Nutrition Facts Amount Per Serving
[144.0, 0.0, 1238.0, 211.0, 1224.0, 280.0, 130.0, 57.0]
Serving size: 1 bar (40g)
[110.0, 58.0, 598.0, 157.0, 587.0, 206.0, 100.0, 108.0]
Serving Per Package: 4
[83.0, 108.0, 548.0, 206.0, 538.0, 256.0, 72.0, 157.0]
Total Fat 13g
[683.0, 213.0, 1000.0, 286.0, 989.0, 332.0, 672.0, 260.0]
Saturated Fat 1.5g
[695.0, 295.0, 1120.0, 394.0, 1108.0, 447.0, 683.0, 347.0]
Amount Per Serving
[29.0, 207.0, 491.0, 309.0, 478.0, 367.0, 16.0, 265.0]
Trans Fat 0g
[668.0, 363.0, 954.0, 435.0, 940.0, 488.0, 655.0, 416.0]
alories 190
[8.0, 293.0, 265.0, 350.0, 254.0, 396.0, 0.0, 339.0]
Cholesterol Omg
[593.0, 424.0, 1007.0, 526.0, 993.0, 580.0, 579.0, 479.0]
ories from Fat 110
[9.0, 377.0, 398.0, 464.0, 388.0, 509.0, 0.0, 421.0]
Sodium 20mg
[561.0, 497.0, 913.0, 588.0, 899.0, 643.0, 547.0, 552.0]
nt Daily Values are based on
[7.0, 476.0, 521.0, 598.0, 511.0, 640.0, 0.0, 518.0]
Vitamin A 50%
[525.0, 597.0, 776.0, 657.0, 766.0, 699.0, 514.0, 640.0]
calorie diet.
[12.0, 5

As we can observe we were able to extract the printed text from an image. Go ahead and build your own nutrition monitor app!. Just scan the food package boxes, monitor the amount of carbohydrates, fat and sugar you consume. 
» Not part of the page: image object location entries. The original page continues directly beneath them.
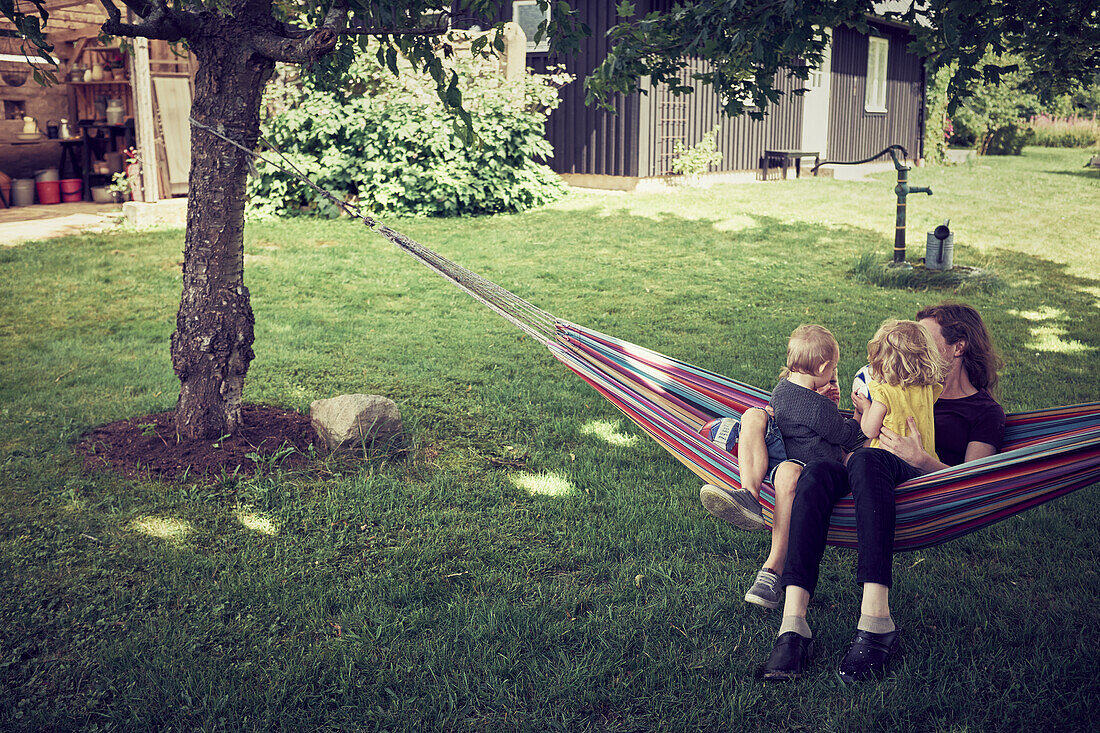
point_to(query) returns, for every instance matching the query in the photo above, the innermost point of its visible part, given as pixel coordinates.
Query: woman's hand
(910, 448)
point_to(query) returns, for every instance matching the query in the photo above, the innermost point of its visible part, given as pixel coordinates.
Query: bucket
(72, 189)
(50, 192)
(22, 192)
(941, 249)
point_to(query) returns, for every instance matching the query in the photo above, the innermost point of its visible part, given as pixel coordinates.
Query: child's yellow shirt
(902, 402)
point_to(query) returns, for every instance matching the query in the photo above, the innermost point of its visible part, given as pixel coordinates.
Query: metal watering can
(941, 248)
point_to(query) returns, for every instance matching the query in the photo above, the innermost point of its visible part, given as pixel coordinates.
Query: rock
(349, 420)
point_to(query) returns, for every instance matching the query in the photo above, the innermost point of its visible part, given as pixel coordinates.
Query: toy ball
(723, 431)
(862, 382)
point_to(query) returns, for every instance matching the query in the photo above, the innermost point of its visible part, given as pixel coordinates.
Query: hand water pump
(902, 189)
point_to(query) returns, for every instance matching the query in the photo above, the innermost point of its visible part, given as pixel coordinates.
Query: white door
(815, 104)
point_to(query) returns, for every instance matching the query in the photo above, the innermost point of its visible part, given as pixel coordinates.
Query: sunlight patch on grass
(1047, 336)
(257, 523)
(1042, 314)
(545, 484)
(608, 431)
(162, 527)
(735, 223)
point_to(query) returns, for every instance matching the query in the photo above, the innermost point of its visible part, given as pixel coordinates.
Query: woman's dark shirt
(964, 420)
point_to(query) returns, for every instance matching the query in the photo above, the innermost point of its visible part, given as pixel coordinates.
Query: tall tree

We can also pipe the output of our text scanner to Azure Text analytics or Text translators to create your own complete application of Text translator for different languages!

As we can see Azure cognitive services will help you develop a complete solution without having to worry too much about the internals of the AI or ML.